В отличие от европейцев США мало коснулась мода на отрицательное отношение к политике суверенистского и националистического типа. Единственное место, где слово "суверенитет" приобрело негативный оттенок, – это Западная Европа. Здесь ведущие интеллектуалы и технократическая бюрократия провели своего рода тотальную деконструкцию, целью которой было полное искоренение национализма из сознания соотечественников. Употребление националистического словаря было до недавнего времени политически некорректным. Вместе с искоренением этого словаря у европейцев ослабляли представления о патриотизме, что одновременно вело к неоднозначным и смутным представлениям об идентичности. Поэтому националистически настроенная оппозиция назвала эту пропагандистскую акцию лоботомией.
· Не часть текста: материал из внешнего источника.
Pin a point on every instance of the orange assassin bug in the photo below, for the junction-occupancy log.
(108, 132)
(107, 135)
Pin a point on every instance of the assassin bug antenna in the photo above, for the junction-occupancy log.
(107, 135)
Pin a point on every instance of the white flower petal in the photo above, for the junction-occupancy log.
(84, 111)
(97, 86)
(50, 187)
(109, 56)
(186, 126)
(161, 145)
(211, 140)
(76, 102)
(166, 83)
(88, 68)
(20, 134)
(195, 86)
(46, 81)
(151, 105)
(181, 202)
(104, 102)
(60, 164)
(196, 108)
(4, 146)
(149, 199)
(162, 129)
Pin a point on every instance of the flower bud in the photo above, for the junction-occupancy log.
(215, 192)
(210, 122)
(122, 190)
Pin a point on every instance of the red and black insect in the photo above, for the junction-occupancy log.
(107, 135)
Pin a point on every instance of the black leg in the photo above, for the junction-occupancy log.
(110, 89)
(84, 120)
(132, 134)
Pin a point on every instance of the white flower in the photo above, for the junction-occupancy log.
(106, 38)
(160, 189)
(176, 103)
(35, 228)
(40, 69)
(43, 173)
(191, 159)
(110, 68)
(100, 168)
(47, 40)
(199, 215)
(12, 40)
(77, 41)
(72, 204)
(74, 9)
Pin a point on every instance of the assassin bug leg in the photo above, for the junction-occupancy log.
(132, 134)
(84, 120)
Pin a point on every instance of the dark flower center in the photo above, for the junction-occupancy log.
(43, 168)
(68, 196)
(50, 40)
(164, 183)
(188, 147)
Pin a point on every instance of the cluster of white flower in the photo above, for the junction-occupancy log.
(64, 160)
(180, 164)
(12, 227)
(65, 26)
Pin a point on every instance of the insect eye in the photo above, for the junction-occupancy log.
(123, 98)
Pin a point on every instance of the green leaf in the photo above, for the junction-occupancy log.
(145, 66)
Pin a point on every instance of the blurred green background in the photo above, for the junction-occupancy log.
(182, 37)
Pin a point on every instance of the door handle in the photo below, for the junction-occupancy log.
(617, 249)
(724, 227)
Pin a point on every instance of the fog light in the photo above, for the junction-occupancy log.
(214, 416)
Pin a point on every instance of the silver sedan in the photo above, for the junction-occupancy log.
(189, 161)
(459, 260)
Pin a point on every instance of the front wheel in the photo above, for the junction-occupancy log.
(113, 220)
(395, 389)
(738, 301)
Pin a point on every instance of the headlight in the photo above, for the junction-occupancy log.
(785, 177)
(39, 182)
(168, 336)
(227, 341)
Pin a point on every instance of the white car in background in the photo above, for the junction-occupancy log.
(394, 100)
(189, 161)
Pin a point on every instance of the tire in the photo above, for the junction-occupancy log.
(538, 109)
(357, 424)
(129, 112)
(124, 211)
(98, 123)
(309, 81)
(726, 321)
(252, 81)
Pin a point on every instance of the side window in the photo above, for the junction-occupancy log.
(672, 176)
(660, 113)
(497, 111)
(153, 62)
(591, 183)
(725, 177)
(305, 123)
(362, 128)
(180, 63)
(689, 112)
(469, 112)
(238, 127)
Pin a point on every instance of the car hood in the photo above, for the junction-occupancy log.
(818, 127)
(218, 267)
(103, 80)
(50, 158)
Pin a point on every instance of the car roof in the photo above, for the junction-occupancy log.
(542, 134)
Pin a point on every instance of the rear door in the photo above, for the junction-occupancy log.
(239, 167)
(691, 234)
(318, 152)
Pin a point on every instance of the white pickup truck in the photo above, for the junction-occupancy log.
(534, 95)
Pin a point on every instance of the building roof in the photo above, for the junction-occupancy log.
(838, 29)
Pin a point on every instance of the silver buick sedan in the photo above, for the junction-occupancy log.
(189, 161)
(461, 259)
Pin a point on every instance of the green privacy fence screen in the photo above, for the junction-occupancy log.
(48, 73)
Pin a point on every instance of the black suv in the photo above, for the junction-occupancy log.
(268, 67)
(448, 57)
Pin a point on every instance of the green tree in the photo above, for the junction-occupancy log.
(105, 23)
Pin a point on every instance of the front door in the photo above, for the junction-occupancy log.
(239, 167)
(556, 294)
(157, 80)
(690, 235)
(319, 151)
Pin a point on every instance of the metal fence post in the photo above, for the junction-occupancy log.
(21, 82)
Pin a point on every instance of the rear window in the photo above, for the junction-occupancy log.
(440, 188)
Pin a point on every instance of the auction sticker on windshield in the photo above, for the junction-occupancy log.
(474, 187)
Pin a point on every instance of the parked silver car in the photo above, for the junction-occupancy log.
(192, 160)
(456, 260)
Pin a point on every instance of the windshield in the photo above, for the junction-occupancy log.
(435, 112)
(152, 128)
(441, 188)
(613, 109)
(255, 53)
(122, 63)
Однако, успешно искореняя национализм и суверенизм из голов европейцев, интеллектуальные и бюрократические элиты Старого континента не смогли распространить новомодные идеологические веяния на Новый Свет. США понимают, что необходимы сотрудничество и союзники, но, руководствуясь своими национальными интересами, они говорят о сотрудничестве "общего бремени", а не о сотрудничестве в принятии решений. Такую же роль вынужденно играет на региональном уровне Израиль, а в будущем, уже на глобальной сцене, к такой же роли и ответственности, может быть, будет приговорен Китай. Это вопрос чисто геополитической механики.